# $\mathbb{R^n}$ with a norm $||.||$, where $(\mathbb{R^n},||.||)$ is a Banach space

$$\mathbb{R^n}$$ with a norm $$||.||$$, where $$(\mathbb{R^n},||.||)$$ is a Banach space.

My question is why the sup-norm $$||.||_{\infty}$$is equivalent to $$||.||$$.

My idea:

It suffices to prove that the identity is Continuous: $$I : (\mathbb{R^n},||.||)\rightarrow (\mathbb{R^n},||.||_{\infty})$$ $$I(x)=x$$, for all $$x=(x_1,...,x_n)\in\mathbb{R^n}$$.

So, since the two spaces are Banach spaces, with the Closed Graph theorem, it suffices to prove that the graph is closed in the product topology that we define it's norm as follows: $$||(x,y)||_{\mathbb{R^n}\times \mathbb{R^n}}=||x||+||y||_{\infty}$$ So let $$(x_n,y_n)\in F$$ ,$$(F=\{(x,Ix)=(x,x) , x\in\mathbb{R^n}\})$$, that converges to $$(x,y)$$, and we want to prove that $$y=Ix=x$$.

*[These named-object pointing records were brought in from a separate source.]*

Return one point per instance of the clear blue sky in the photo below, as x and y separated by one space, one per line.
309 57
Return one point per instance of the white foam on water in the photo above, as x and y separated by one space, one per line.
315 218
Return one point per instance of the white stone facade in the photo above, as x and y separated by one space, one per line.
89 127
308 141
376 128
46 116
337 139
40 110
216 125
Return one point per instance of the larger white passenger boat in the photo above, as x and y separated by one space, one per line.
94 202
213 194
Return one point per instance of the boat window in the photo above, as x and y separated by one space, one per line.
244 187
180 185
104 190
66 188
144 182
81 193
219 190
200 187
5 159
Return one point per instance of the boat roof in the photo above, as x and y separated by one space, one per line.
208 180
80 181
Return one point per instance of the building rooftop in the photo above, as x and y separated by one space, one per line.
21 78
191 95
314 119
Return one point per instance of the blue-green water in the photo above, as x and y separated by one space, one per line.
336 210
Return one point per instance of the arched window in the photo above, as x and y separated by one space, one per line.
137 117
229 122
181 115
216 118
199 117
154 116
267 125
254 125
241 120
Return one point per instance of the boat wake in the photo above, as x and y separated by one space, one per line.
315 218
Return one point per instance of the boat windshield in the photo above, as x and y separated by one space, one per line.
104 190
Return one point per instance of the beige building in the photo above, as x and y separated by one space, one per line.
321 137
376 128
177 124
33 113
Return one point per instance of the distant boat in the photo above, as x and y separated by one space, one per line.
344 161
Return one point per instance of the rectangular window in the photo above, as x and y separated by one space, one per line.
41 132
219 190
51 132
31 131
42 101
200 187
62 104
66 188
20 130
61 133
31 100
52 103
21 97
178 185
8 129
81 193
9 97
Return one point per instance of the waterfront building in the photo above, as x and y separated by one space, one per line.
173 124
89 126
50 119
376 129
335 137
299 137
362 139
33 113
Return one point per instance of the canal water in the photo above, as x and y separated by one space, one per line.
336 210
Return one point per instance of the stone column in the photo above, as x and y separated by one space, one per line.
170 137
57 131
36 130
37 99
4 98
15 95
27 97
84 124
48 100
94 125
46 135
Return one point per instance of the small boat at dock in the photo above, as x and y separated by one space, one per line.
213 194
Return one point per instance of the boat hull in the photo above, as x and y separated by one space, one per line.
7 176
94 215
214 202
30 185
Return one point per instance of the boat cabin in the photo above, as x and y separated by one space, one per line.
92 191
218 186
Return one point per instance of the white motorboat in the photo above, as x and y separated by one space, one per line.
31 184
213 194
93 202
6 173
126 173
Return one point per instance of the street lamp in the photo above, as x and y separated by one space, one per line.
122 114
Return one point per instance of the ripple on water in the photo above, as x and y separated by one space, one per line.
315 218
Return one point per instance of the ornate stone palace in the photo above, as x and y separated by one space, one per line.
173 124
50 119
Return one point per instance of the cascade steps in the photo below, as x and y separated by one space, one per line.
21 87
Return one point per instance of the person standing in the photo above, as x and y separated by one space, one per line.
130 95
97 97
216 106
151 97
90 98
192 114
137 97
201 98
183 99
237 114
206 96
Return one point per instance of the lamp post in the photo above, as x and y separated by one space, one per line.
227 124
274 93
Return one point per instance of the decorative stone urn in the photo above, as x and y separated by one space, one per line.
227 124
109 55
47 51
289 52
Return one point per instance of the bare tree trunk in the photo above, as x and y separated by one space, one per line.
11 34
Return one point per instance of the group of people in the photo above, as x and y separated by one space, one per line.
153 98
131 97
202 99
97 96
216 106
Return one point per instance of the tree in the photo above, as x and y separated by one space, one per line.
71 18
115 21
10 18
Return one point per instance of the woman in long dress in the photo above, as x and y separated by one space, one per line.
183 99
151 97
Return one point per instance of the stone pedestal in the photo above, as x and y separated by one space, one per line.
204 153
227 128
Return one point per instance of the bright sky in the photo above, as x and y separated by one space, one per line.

So we have that for all $$n \in \mathbb{N}$$ $$y_n=Ix_n=x_n.$$

and $$||x_n-x||\rightarrow 0$$

and $$||x_n-y||_{\infty}\rightarrow 0$$

But how to conclude that $$x=y$$?

If $$(e_i)$$ is the usual basis then $$\|\sum a_ie_i\| \leq \max \{|a_i|\} \sum \|e_i\|$$. Hence $$\|x\| \leq C \|x\|_{\infty}$$ where $$C=\sum \|e_i\|$$. It follows from this that you actually have $$\|x_n-x\| \to 0$$ and $$\|x_n-y\| \to 0$$. Hence $$x=y$$.